Montana Tech of the University of Montana, USA

Title: Study on inversing method of ionospheric properties with spaceborne radar data

Biography

Biography: Xueqing Zhang

Abstract

The fact that ionosphere can effect on radar image and ionospheric effect has become more significant with the increasing interest is noticed. Thus, the geophysical properties of the ionosphere will be embedded in the low-frequency Radar data after the electromagnetic waves transverse through or are reflected by the ionosphere. Correspondingly, the ionospheric major parameters, such as total electron content (TEC), can be inversed from the space-borne radar data. In order to do this, an inversing method for the ionospheric information is put forward.
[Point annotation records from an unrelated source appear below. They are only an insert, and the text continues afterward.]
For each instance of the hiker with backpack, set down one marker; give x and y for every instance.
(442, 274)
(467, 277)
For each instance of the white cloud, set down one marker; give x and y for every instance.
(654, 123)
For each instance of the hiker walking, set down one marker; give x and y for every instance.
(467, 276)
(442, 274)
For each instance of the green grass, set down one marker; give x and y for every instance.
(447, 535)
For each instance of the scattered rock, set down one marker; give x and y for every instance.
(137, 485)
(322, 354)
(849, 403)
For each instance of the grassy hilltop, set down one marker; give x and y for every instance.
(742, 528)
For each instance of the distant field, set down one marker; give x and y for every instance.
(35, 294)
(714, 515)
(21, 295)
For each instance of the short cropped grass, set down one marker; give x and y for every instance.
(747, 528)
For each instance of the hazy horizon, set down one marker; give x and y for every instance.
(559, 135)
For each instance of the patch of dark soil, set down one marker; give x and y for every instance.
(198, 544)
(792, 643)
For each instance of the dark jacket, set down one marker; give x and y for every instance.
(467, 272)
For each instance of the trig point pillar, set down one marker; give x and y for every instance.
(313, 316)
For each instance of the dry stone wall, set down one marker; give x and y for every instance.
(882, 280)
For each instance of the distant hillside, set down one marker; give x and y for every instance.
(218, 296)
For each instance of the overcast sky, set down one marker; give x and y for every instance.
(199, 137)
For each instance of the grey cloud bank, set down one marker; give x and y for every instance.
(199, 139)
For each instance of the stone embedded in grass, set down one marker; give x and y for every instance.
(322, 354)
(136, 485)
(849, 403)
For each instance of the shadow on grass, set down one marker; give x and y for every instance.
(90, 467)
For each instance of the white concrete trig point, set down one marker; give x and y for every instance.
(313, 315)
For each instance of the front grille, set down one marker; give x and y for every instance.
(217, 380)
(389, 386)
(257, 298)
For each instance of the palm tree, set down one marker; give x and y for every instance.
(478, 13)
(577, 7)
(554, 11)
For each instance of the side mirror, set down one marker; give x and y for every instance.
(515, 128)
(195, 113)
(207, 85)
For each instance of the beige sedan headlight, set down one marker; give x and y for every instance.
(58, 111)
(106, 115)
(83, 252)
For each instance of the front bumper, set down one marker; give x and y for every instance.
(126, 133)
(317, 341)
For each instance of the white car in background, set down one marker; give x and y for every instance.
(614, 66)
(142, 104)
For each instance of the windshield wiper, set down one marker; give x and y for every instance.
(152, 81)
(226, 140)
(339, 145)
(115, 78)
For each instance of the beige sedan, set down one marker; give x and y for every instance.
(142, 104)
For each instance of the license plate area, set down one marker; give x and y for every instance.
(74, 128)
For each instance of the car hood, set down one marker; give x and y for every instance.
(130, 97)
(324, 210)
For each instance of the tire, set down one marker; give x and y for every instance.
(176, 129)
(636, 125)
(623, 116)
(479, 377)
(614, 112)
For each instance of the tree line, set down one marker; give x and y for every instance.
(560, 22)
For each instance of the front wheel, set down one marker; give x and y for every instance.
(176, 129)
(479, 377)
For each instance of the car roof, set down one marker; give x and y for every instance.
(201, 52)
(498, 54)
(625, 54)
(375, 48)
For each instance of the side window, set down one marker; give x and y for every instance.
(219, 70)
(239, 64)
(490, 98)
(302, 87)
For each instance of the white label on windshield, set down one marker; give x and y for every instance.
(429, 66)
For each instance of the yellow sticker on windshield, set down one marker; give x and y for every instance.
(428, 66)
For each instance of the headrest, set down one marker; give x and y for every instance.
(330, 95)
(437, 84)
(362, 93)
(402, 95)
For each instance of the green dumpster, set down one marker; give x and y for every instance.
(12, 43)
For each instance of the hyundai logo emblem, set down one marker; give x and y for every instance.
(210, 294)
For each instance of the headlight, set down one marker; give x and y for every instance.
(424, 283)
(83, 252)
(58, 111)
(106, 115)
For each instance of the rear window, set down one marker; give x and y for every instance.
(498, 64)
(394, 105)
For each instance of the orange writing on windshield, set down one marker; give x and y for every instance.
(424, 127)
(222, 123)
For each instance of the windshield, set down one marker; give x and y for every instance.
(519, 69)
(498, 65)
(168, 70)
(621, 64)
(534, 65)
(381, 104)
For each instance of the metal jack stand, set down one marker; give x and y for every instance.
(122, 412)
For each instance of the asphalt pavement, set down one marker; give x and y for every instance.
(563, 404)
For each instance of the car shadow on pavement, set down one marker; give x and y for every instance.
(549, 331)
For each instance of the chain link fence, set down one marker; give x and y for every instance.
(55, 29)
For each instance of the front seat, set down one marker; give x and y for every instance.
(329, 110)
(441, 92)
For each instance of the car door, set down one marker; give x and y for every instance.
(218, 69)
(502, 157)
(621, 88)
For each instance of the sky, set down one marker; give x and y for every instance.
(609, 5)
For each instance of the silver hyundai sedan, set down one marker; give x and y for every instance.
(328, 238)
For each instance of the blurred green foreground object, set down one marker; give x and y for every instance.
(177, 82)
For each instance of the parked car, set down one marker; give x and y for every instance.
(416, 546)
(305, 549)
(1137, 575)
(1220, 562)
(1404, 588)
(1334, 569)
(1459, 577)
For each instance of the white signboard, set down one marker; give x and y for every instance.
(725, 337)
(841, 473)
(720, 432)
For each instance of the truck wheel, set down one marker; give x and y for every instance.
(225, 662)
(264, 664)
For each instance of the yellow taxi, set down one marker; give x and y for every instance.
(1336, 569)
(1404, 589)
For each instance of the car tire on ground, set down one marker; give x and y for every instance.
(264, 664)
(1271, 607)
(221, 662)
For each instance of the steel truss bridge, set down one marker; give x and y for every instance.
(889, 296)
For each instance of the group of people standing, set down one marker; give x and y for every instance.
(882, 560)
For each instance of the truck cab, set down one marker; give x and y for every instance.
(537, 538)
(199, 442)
The advantage of data-driven thought is adopted and the strong nonlinear character is considered additionally, while having compared the merits of many different methods, eventually we choose Deep Neural Network (DNN) as the algorithm which can build the relationship between ionosphere and radar data. In machine learning, DNN is a class of deep feed-forward artificial neural networks that has successfully been applied to analyze big data. In this method, the input and output data of DNN are chosen carefully after preprocessing according to the obtainable data and knowledges of experts. The input data are radar data and the output data are the ionospheric parameters. Then training is taken and ended while the error is converged at a certain degree. So far, a model for inversing ionosphere with radar data has been built. At last, the data of radar in a certain area during a certain period of time are input into the trained model and the output data are the interesting information of the ionosphere.